Esquinté
C’est le vendredi qu’on voit enfin revenir notre ami Charlie. Il est esquinté, c’est visible. Il a encore les marques des coups qu’il a reçus au visage, un bras en écharpe et probablement moultes contusions sur tout le corps.
Notre groupe se reforme bientôt autour de lui et parfois certains autres élèves de la classe viennent lui poser des questions et prendre des nouvelles. Très vite on en sait un peu plus et, outre un bras cassé suite à une mauvaise chute liée à un coup de poing, ses blessures ne sont pas trop graves.

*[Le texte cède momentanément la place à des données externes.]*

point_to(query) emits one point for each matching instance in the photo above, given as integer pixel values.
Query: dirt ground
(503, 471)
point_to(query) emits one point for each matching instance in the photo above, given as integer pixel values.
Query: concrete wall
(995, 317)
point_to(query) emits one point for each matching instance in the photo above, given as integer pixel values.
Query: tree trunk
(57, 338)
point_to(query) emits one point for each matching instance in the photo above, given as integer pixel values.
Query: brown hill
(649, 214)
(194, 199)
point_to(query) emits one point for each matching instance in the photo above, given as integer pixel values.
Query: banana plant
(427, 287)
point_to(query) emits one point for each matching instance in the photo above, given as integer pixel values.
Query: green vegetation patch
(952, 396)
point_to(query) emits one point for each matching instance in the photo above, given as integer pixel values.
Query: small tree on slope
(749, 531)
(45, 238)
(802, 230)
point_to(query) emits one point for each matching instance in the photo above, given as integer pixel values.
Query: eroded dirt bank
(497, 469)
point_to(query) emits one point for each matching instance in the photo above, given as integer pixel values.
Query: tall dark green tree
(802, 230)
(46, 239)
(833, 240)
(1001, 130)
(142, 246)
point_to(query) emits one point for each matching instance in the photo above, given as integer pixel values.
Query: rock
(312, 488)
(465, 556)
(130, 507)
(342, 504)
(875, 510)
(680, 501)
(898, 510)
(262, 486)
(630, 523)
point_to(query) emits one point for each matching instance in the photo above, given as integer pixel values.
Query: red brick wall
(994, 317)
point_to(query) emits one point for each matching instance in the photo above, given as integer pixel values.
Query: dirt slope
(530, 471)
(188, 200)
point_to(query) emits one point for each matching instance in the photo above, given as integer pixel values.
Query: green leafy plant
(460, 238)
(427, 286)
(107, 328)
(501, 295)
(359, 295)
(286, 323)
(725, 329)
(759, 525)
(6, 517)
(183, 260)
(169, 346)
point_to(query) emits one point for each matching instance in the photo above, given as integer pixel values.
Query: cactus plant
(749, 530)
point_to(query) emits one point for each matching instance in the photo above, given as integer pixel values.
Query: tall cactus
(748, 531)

Bientôt le sujet des “auteurs” est abordé et il est formel : il les a vus “de bien trop près” et les a tous décrits aux policiers qui l’ont interrogé. Il semblerait que ce soient des voyous bien connus d’une cité mal fréquentée dans le coin.
Charlie nous apprend que la cité en question est une cité particulièrement “sensible” et qu’il semble difficile voire impossible d’y intervenir y compris par les autorités compétentes. J’ai déjà entendu parler de ce genre de problèmes et de difficultés. Ceci étant, je suis très surpris d’apprendre qu’une d’entre elles n’est qu'à quelques kilomètres de notre établissement.

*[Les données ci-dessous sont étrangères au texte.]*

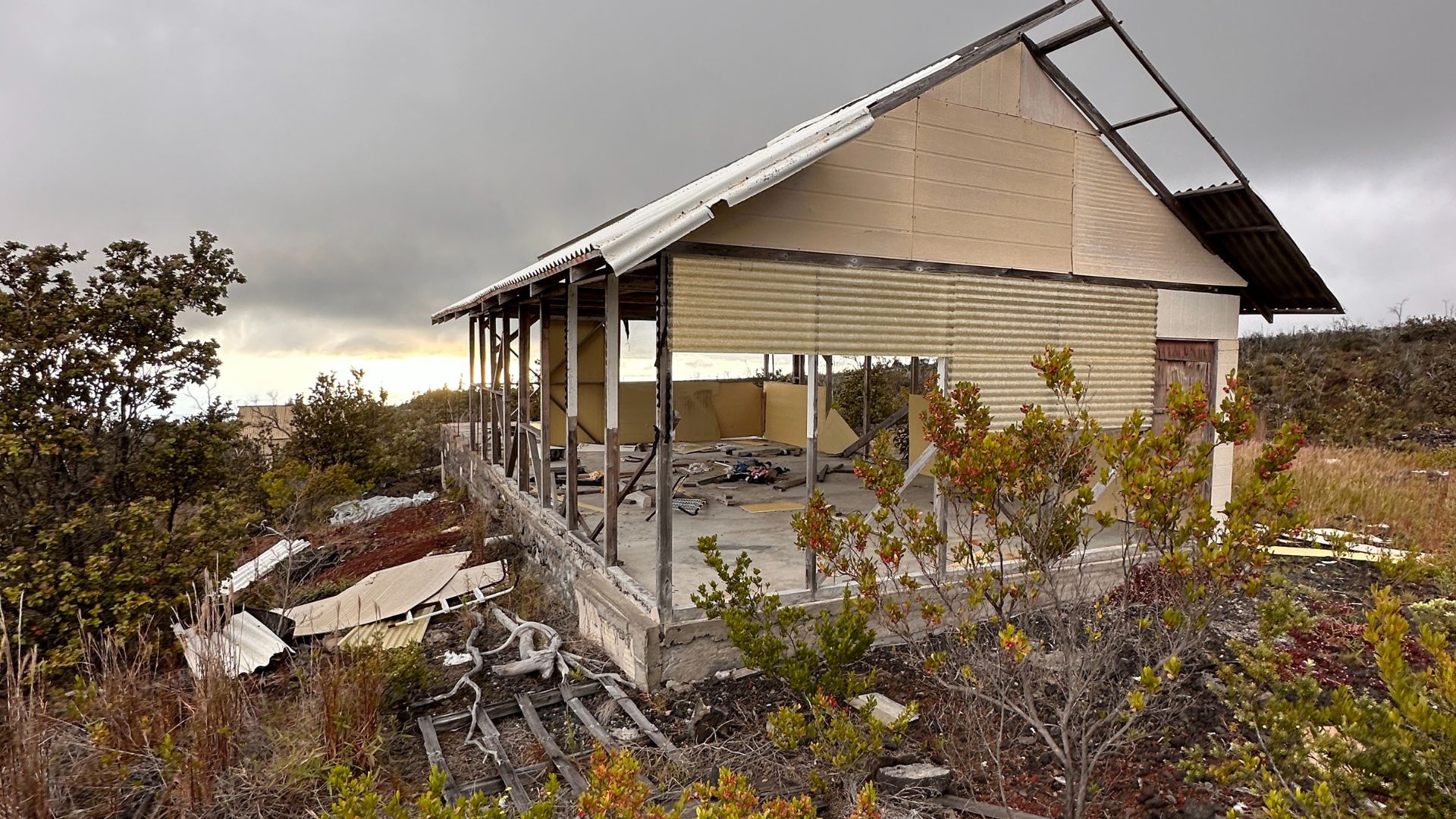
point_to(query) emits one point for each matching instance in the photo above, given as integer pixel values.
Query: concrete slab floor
(767, 537)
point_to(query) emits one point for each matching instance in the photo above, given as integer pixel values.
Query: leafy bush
(811, 653)
(356, 796)
(1326, 754)
(617, 792)
(108, 509)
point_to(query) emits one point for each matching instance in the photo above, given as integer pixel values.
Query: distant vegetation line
(1356, 384)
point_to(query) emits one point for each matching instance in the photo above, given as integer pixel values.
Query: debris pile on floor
(388, 608)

Selon Charlie, les auteurs seraient d’anciens élèves exclus définitivement de l’établissement à cause de leurs comportements. Ils chercheraient visiblement à se venger de leur exclusion. Si la théorie est correcte, je trouve juste dommage qu’ils s’en prennent aux élèves pour cela.
Une idée m'effleure l'esprit : je réalise qu'il est plus que probable de ne jamais récupérer mon slip. Non pas que j’y tienne particulièrement mais ce sont deux sous-vêtements en moins. J'ai bien fait d’en commander de nouveaux. Je réalise également que je n’ai pas parlé de cet “incident” à ma famille : j'aurais pu mais en réalité cela n'aurait probablement rien changé à la situation.

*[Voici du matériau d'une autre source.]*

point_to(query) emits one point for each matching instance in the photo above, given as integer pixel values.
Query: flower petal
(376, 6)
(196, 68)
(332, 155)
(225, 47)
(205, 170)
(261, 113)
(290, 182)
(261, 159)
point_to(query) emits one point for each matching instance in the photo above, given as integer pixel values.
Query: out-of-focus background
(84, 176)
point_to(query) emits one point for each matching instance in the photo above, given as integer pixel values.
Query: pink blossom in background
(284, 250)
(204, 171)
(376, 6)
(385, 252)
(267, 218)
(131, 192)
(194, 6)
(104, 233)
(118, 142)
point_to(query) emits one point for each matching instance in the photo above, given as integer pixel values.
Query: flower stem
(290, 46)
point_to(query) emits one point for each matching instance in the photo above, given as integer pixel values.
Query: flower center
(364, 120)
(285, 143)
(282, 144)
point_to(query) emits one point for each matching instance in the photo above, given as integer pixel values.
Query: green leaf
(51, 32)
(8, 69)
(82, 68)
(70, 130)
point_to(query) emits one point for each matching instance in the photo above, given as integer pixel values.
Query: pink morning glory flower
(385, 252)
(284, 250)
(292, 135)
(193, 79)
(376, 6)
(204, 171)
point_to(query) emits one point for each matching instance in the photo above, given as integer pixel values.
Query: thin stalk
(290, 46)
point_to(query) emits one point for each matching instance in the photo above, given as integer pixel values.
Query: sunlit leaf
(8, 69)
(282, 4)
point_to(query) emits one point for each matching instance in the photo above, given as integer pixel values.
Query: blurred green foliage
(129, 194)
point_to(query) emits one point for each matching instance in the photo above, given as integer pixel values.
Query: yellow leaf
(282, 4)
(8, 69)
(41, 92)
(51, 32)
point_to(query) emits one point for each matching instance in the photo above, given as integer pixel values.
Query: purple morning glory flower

Je profite de l’occasion pour rappeler la consigne de la directrice à mon groupe de se manifester s'ils ont été victime de vols eux aussi. Tous affirment y être allés soit auprès des professeurs de sport, soit aux “pions”. Charlie, lui, a eu un traitement plus particulier vu que se sont directement les policiers qui ont recueilli son témoignage.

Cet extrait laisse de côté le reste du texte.